En janvier 1919, pour remédier à la lenteur des correspondances avec les services
d'Alsace et de Lorraine, la Direction de l'Aéronautique organise une ligne postale purement
militaire entre Paris et Metz, Strasbourg et Colmar (Le collectionneur de timbres-poste,
janvier 1919). Une escadrille postale n° 472 est semble-t-il attachée à cette ligne, bien que
d'autres unités y aient aussi transporté du courrier. Un rapport d'accident d'avion postal
survenu dans la région de Saint-Dizier en avril 1918 concerne par exemple un équipage de
l'escadrille 218. Lorsque la liaison n'est pas possible par avion, les aviateurs tranportent le
courrier en automobile (La Croix, 10 juin 1919). En avril, une liaison aérienne quotidienne
locale s'ouvre entre Nancy et le bassin lorrain (Le Matin, 2 avril 1919).
Toujours en janvier 1919, les régions du nord de la France sont isolées du reste du
territoire, du fait du mauvais état des voies de communication terrestres. Pour faire face à la
pénurie de produits de première nécessité, les avions et les équipages de la Douzième
Escadre de bombardement sont mis à la disposition du Service de l'Aéronautique civile. A
partir du 21 janvier 1919, des Bréguet-14 dépourvus de leurs équipements militaires
transportent, entre autres, du lait condensé, des médicaments, des vêtements, du courrier et
des télégrammes vers Lille, Valenciennes, Maubeuge, Sedan et retour (L'Aéronautique, juin
1919). Les avions militaires effectuent également la liaison postale entre Paris et Bruxelles
(La Croix, 22 janvier 1919), où se tient la Conférence de la Paix, ouverte au début de
l'année 1919.
Un Bréguet-14 de reconnaissance photographique utilisé pour le service postal (L'Aéronautique).

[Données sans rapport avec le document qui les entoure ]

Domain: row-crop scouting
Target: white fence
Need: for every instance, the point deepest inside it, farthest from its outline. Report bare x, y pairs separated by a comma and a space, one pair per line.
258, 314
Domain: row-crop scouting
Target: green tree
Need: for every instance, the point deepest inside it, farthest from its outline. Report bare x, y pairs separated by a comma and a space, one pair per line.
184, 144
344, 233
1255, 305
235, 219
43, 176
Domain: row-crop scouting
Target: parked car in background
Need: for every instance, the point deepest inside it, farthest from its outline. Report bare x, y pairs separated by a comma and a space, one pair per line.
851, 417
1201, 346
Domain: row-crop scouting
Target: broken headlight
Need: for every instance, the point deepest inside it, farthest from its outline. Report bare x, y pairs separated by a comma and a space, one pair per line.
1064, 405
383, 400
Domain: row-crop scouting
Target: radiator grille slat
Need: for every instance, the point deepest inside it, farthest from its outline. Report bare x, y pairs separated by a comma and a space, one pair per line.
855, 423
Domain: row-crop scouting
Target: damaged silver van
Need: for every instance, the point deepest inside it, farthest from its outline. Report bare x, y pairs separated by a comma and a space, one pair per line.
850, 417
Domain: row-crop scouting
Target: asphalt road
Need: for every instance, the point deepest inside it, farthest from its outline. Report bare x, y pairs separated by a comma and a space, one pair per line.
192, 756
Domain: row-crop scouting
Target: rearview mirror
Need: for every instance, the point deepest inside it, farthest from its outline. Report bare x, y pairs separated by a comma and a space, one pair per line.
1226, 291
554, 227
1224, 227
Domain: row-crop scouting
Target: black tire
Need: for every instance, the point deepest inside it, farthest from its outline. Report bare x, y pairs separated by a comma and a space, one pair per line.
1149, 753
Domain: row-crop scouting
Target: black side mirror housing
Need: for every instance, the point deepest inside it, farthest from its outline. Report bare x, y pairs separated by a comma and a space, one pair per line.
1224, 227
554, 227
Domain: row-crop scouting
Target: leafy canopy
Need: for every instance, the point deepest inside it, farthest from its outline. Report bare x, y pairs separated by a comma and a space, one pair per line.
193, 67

Le 15 avril 1919, les Petites Affiches publient l'acte de naissance de la première
entreprise de navigation aérienne française constituée après-guerre *, la Compagnie des
Messageries Aériennes, administrée par MM. Bréguet, Blériot et Caudron (Le Temps,
15 avril 1919). A partir du début de mai, prenant la suite des escadrilles militaires, cette
compagnie effectue un voyage quotidien entre Paris et Lille et retour, utilisant des avions
Bréguet-14 et des pilotes démobilisés, et transporte le courrier avec une très grande
régularité, tout en bénéficiant d'une subvention du ministère de la Guerre.
* L'affirmation selon laquelle des Lignes aériennes Latécoère auraient été enregistrées à la préfecture de
Toulouse le 19 novembre 1918 n'est pas fondée.
Dans le but d'établir le prix de revient d'exploitation applicable aux futures entreprises
privées de transport aérien, le Service de l'Aéronautique civile met en place en mars 1919
une liaison commerciale officielle et permanente (Le Petit Journal, 23 mars 1919) entre
Paris et Bordeaux. Partant de l'aérogare du Bourget et de celle de Mérignac-Beaudésert, des
appareils Bréguet-14 du groupe d'aviation n° 134 (escadrilles 56 et 226) doivent se
rejoindre à Châteauroux (La Martinerie), pour y échanger passagers (un seul par avion, dans
un premier temps, le Bréguet n'étant que biplace) et courrier non surtaxé. La liaison entre
les deux métropoles s'effectue, en théorie, en moins de quatre heures. Des points de secours
et de téléphonie sont installés sur le parcours, en cas d'urgence, et il est prévu un service
d'automobiles en cas d'avarie éventuelle sur l'avion. Une dérivation est envisagée, à terme,
depuis Châteauroux en direction de Lyon.